The added benefit would be little or no need for JB Weld !!
Addicted
PX221 Malossi, O tuned PX200 and some motorbikes
Joined: 14 Jun 2017
Posts: 958
Location: London UK
Mon Jan 14, 2019 12:57 am quote
Looking like good progress. Shape is not as important as big. There should be no sharp edges or right angles all those parts should be radiused. Round edges create less turbulance.
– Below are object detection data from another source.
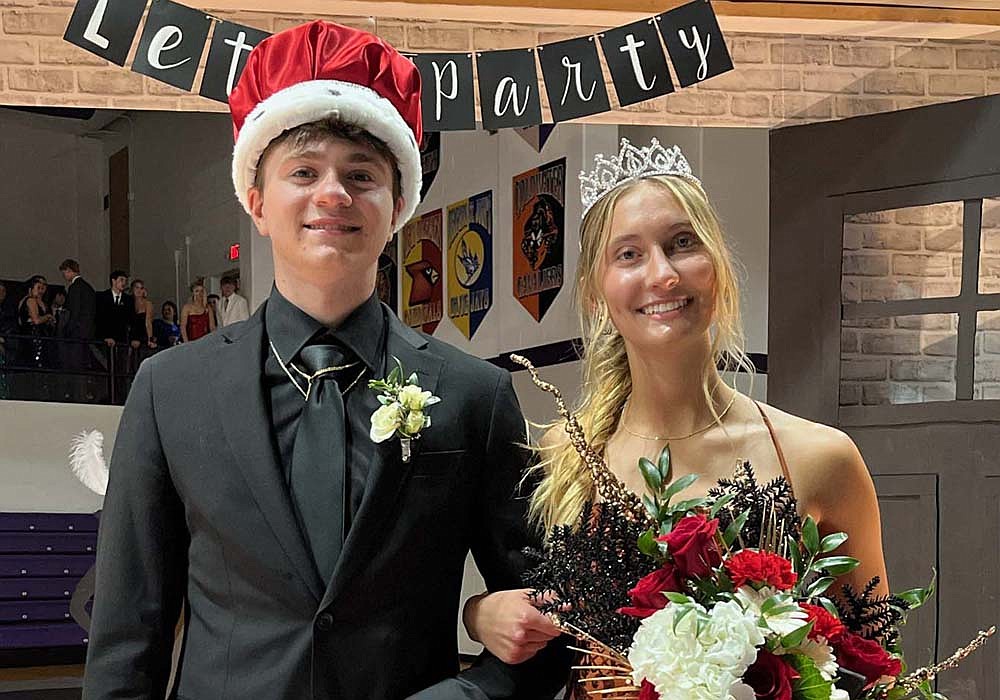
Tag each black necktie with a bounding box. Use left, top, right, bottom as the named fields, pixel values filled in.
left=290, top=344, right=353, bottom=583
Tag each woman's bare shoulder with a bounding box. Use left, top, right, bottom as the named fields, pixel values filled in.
left=762, top=404, right=868, bottom=492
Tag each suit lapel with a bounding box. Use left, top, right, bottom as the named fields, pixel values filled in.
left=320, top=311, right=443, bottom=609
left=209, top=304, right=323, bottom=600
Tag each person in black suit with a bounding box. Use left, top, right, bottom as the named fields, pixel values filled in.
left=59, top=258, right=97, bottom=401
left=83, top=21, right=568, bottom=700
left=96, top=270, right=135, bottom=403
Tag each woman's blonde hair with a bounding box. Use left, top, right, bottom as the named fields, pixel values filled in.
left=530, top=175, right=753, bottom=532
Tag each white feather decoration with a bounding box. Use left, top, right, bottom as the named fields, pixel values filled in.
left=69, top=430, right=108, bottom=496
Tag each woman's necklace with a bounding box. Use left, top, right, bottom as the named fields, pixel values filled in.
left=621, top=391, right=739, bottom=442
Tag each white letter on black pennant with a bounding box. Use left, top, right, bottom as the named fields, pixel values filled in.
left=598, top=19, right=674, bottom=107
left=476, top=49, right=542, bottom=129
left=132, top=0, right=212, bottom=90
left=656, top=0, right=733, bottom=87
left=413, top=53, right=476, bottom=132
left=538, top=36, right=611, bottom=122
left=199, top=22, right=271, bottom=102
left=63, top=0, right=146, bottom=66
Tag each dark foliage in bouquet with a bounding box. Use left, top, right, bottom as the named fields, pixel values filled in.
left=513, top=357, right=995, bottom=700
left=523, top=502, right=655, bottom=652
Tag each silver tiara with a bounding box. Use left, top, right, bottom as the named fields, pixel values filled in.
left=580, top=138, right=701, bottom=216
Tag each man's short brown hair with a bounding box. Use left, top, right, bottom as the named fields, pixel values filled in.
left=253, top=118, right=403, bottom=202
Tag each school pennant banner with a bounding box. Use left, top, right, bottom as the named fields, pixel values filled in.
left=63, top=0, right=733, bottom=131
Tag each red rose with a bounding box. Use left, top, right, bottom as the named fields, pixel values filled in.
left=726, top=549, right=799, bottom=591
left=657, top=514, right=722, bottom=578
left=618, top=562, right=683, bottom=617
left=833, top=632, right=903, bottom=688
left=743, top=649, right=799, bottom=700
left=799, top=603, right=847, bottom=644
left=639, top=678, right=660, bottom=700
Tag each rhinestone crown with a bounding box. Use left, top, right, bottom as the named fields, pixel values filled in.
left=580, top=138, right=701, bottom=216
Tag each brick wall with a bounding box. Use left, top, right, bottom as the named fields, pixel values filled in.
left=0, top=0, right=1000, bottom=126
left=840, top=200, right=1000, bottom=406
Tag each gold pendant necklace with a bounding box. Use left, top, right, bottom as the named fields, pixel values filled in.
left=621, top=390, right=739, bottom=442
left=267, top=338, right=368, bottom=401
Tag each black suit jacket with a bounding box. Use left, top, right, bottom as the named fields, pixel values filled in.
left=94, top=284, right=135, bottom=343
left=62, top=277, right=97, bottom=340
left=83, top=306, right=567, bottom=700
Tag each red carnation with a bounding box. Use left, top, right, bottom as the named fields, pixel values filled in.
left=639, top=678, right=660, bottom=700
left=657, top=514, right=722, bottom=578
left=799, top=603, right=847, bottom=644
left=726, top=549, right=799, bottom=591
left=618, top=562, right=683, bottom=618
left=833, top=632, right=903, bottom=688
left=743, top=649, right=799, bottom=700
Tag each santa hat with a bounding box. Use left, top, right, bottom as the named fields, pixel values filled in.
left=229, top=20, right=423, bottom=227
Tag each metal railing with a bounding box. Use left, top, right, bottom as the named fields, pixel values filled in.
left=0, top=333, right=159, bottom=405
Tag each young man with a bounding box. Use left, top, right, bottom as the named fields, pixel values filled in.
left=83, top=22, right=567, bottom=700
left=215, top=275, right=250, bottom=327
left=94, top=270, right=135, bottom=348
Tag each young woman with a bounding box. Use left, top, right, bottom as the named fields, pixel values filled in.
left=180, top=282, right=215, bottom=343
left=464, top=140, right=888, bottom=688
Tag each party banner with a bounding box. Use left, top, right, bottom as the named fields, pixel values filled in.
left=402, top=209, right=444, bottom=334
left=448, top=190, right=493, bottom=340
left=375, top=236, right=399, bottom=315
left=513, top=158, right=566, bottom=321
left=63, top=0, right=733, bottom=123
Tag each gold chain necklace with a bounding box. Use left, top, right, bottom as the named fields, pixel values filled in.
left=621, top=391, right=739, bottom=442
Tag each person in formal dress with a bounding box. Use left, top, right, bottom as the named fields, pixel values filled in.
left=83, top=21, right=568, bottom=700
left=180, top=280, right=215, bottom=343
left=96, top=270, right=133, bottom=348
left=465, top=139, right=888, bottom=692
left=215, top=275, right=250, bottom=328
left=59, top=258, right=97, bottom=401
left=153, top=301, right=181, bottom=350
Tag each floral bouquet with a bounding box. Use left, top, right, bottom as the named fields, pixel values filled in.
left=512, top=356, right=995, bottom=700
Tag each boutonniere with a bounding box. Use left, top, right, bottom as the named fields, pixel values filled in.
left=368, top=357, right=441, bottom=462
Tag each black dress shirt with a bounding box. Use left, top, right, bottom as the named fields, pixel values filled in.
left=264, top=287, right=386, bottom=535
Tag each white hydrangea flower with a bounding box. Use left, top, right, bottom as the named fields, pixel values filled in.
left=369, top=402, right=403, bottom=442
left=628, top=601, right=764, bottom=700
left=399, top=384, right=431, bottom=411
left=736, top=586, right=809, bottom=637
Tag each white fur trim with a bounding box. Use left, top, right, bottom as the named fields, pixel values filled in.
left=233, top=80, right=423, bottom=230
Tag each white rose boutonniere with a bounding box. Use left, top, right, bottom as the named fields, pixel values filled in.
left=368, top=358, right=441, bottom=462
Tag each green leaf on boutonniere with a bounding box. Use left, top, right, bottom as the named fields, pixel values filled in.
left=802, top=515, right=819, bottom=556
left=819, top=532, right=847, bottom=554
left=805, top=576, right=836, bottom=598
left=656, top=443, right=670, bottom=483
left=639, top=457, right=663, bottom=494
left=638, top=528, right=660, bottom=559
left=781, top=622, right=815, bottom=649
left=781, top=654, right=833, bottom=700
left=809, top=557, right=861, bottom=576
left=663, top=474, right=698, bottom=503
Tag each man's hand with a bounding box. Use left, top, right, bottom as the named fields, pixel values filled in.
left=462, top=588, right=560, bottom=664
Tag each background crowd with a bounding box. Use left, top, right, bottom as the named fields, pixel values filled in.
left=0, top=258, right=249, bottom=403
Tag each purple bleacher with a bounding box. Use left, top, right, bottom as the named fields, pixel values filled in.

What port timing you aiming for?
Molto Verboso
05 Stella, '62 VBB, 76 Sprint V
Joined: 16 Jun 2011
Posts: 1797
Location: Chicago. Well, Evanston, but that's almost Chicago
Mon Jan 14, 2019 7:09 am quote
I'm going for a torque-y build, so probably 123-1225 TD, see what that gets me in terms of exhaust duration and blowdown. I'm hoping to get through the metal-shaving-making portion of the show maybe this week

I decided to keep the SI carb and autolube for this build, so I'm going to run a 24/24e with the DRT modifications that just arrived from SIP, along with a Polini venturi on the intake.

I matched the airbox to the carb and flowed the carb opening into the airbox and cases yesterday, too. Still needs to get final sanding, but it's coming along nicely.

This biggest mystery for me at this point is intake timings. I went with the Long Stroke Mazzi Cut Crank, which is timed at 138/6 post TDC, per SIP's product page, but will have to measure actuals. I didn't molest the intake port at all other than to straighten the edges.

As to transfer shape, I'm thinking shallow going forward, if only because I'm tired of breaking through the cases and having to break out the JBWeld.

IMG_20190113_153850-cropped.jpg

Ossessionato
1976 Super (x 2), 1974 Primavera (x 2), 2006 Fly 150
Joined: 26 Sep 2013
Posts: 4284
Location: So Cal
Mon Jan 14, 2019 10:49 am quote
I know what you're saying Ginch ... I'm also wondering if maybe "big" isn't necessarily the most important part of the porting game.

I'm thinking velocity may be equally, or more important ... you want the mix to get sucked in there fast and get swooped around quickly. Opening up a port increases volume, but slows velocity because the area of highest velocity is being spread across a larger area. Think of putting your thumb over a garden hose.

I could be wrong but I think shaping for velocity - if done carefully - might make more usable power than just gouging out giantic ports.
Molto Verboso
05 Stella, '62 VBB, 76 Sprint V
Joined: 16 Jun 2011
Posts: 1797
Location: Chicago. Well, Evanston, but that's almost Chicago
Mon Jan 14, 2019 11:33 am quote
SoCalGuy wrote:
I could be wrong but I think shaping for velocity - if done carefully - might make more usable power than just gouging out giantic ports.
Heresy!
Veni, Vidi, Posti
74 Super, 75 Super, PX project, LML off-roader and new to 2018, '66 Blue Badge Smallframe
Joined: 30 Nov 2011
Posts: 6557
Location: Victoria, Australia
Mon Jan 14, 2019 6:10 pm quote
SoCalGuy wrote:
I know what you're saying Ginch ... I'm also wondering if maybe "big" isn't necessarily the most important part of the porting game.

I'm thinking velocity may be equally, or more important ... you want the mix to get sucked in there fast and get swooped around quickly. Opening up a port increases volume, but slows velocity because the area of highest velocity is being spread across a larger area. Think of putting your thumb over a garden hose.

I could be wrong but I think shaping for velocity - if done carefully - might make more usable power than just gouging out gigantic ports.
Well this is pretty much exactly what I was told. When I had my old Polini cylinder I found a guy to rebore it. His main gig though was making sleeves for 2 stroke racing dirt bikes. His advice - based on a colleague's flow bench testing - was that you don't want to enlarge the transfers so much that what you said happens. He was talking about regular motorcycle transfers however, and not piddly Vespa ones which are clearly a lot smaller.
My recent projects have reeds so volume is easily addressed so I'm not so concerned about finding volume in the transfers. Plus of course what Chandlerman says about breaking through.